跳转到主要内容

HEPData提交的JSON模式及验证代码

项目描述

GitHub Actions Build Status Coveralls Status License GitHub Releases PyPI Version GitHub Issues Documentation Status

HEPData提交的JSON模式及验证代码(Python 3版本)

安装

如果您可能的话,在您的机器上安装LibYAML(一个用于解析和生成YAML的C库)。这将允许使用CSafeLoader(而不是Python的SafeLoader)以更快地加载YAML文件。对小文件来说不是什么大问题,但对于大型文档来说性能明显更好。

使用pip从PyPI安装

$ pip install --user hepdata-validator
$ hepdata-validate --help

如果您想在M1 Mac上使用LibYAML,可能需要额外的步骤以确保pyyaml带有LibYAML绑定。在通过Homebrew安装LibYAML后运行以下命令

$ LDFLAGS="-L$(brew --prefix)/lib" CFLAGS="-I$(brew --prefix)/include" pip install --global-option="--with-libyaml" --force pyyaml

开发者

开发者应从GitHub在虚拟环境中安装

$ git clone https://github.com/HEPData/hepdata-validator
$ cd hepdata-validator
$ python3.9 -m venv venv
$ source venv/bin/activate
(venv)$ pip install --upgrade pip
(venv)$ pip install --upgrade -e ".[all]"

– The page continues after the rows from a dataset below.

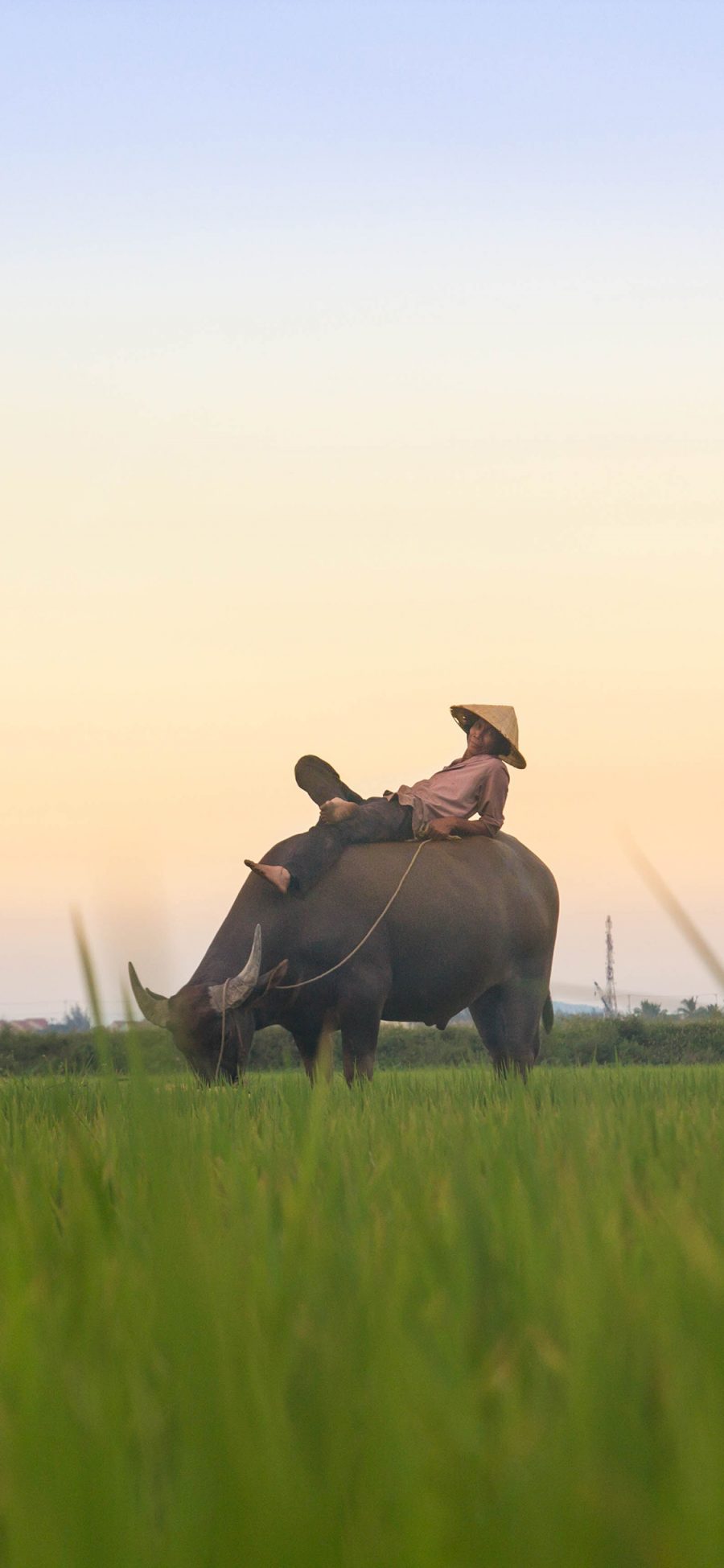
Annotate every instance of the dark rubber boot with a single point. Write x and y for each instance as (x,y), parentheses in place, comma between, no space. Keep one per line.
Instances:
(322,783)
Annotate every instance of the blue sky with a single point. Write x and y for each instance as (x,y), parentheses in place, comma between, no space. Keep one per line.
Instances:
(129,120)
(356,347)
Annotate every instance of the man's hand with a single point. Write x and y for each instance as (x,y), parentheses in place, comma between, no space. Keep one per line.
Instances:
(442,829)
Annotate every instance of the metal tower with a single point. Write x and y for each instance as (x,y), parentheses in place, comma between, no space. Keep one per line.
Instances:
(608,994)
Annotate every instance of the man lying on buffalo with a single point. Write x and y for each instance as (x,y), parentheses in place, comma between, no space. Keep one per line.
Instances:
(436,808)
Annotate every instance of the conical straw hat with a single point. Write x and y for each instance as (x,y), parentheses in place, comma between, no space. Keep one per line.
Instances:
(502,718)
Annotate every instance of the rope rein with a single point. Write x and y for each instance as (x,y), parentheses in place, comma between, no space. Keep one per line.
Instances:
(325,973)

应该使用和没有LibYAML一起运行测试,因为不同YAML解析器的错误信息不同

(venv) $ USE_LIBYAML=True pytest testsuite
(venv) $ USE_LIBYAML=False pytest testsuite

用法

hepdata-validator软件包允许您通过命令行或Python进行验证

  • 完整的提交目录和数据文件

  • 包含所有文件的存档文件(.zip, .tar, .tar.gz, .tgz)(完整详情

  • 单个.yaml或.yaml.gz文件(但不是 submission.yaml或YAML数据文件)

  • 一个 submission.yaml 文件或单个 YAML 数据文件(仅通过 Python,不通过命令行)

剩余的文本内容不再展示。